Coquille’s Josh Frasier pulls away from the pack during the 1,500 meters at last year’s Coos County Meet. The senior can win his fourth title in the event and eighth individual county championship Friday. World File Photo.
COQUILLE - Josh Frasier considers pulling the plug on his cross country season last fall the toughest decision he's ever made.
Coming off a spectacular track season that saw him win state titles in both the 800 and 1,500 meters and then run the second-fastest 800 ever by an Oregon Class 3A athlete in the summer, Frasier expected a big cross country season to start his senior year.
Instead, after a promising start, all he got was persistent pain in his left knee.
“The frustrating thing was (doctors) couldn't figure out what it was because it wasn't popping up on MRIs or X-rays,” Frasier recalled Monday.

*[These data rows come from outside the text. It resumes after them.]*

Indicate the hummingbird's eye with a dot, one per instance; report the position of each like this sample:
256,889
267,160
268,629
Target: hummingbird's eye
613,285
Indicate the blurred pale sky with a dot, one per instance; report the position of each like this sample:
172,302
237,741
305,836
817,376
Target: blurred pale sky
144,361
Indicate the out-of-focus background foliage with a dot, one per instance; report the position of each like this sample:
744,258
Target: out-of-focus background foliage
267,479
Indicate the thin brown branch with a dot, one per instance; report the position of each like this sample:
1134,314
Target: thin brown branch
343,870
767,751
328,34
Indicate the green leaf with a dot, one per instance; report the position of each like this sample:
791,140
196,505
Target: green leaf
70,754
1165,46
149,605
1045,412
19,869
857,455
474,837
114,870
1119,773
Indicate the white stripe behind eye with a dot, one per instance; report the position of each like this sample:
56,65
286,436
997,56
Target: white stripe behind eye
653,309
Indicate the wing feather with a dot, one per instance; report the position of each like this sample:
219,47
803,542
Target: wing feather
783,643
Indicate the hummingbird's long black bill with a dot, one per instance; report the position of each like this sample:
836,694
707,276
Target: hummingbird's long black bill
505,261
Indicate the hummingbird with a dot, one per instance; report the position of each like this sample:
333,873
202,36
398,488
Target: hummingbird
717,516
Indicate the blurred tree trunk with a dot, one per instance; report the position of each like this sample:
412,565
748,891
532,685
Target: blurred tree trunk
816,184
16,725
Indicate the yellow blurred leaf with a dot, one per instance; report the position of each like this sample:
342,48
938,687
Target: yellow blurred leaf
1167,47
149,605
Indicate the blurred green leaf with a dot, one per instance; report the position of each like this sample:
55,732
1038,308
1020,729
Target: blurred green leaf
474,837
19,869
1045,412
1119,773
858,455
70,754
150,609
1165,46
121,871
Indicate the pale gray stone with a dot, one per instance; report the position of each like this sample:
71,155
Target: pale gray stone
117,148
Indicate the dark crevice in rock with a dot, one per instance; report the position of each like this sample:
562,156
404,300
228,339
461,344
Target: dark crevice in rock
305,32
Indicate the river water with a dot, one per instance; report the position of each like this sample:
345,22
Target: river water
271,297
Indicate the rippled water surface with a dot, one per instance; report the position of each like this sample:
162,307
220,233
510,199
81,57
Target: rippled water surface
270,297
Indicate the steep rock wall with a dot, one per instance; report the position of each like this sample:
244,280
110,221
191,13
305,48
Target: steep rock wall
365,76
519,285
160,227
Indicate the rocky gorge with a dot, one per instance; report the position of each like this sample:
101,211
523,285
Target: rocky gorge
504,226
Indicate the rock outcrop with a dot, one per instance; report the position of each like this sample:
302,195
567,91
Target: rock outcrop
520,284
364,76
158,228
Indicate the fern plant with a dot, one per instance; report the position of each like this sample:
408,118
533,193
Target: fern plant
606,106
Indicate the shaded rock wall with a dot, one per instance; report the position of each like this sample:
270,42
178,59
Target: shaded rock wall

After winning the Ben Creek Invitational, the Marist Invitational and the Northwest Invitational and finishing fourth overall, and first among prep runners, in the Prefontaine Memorial Run, Frasier's season was done.
Once the pain came, it never left, and the senior called it quits the week of the Sunset Six district meet, not wanting to jeopardize his chances for the track season this spring.
“It was devastating,” he said of the decision. “It was something I didn't want to do. But looking in the long term, I wanted to keep running.”
That's what he's doing now, planning his official comeback on Friday night at the Coos County Meet when he has a chance to become a four-time champion in the 1,500 meters.
That he's running is a 180-degree turnaround from the end of his cross country campaign.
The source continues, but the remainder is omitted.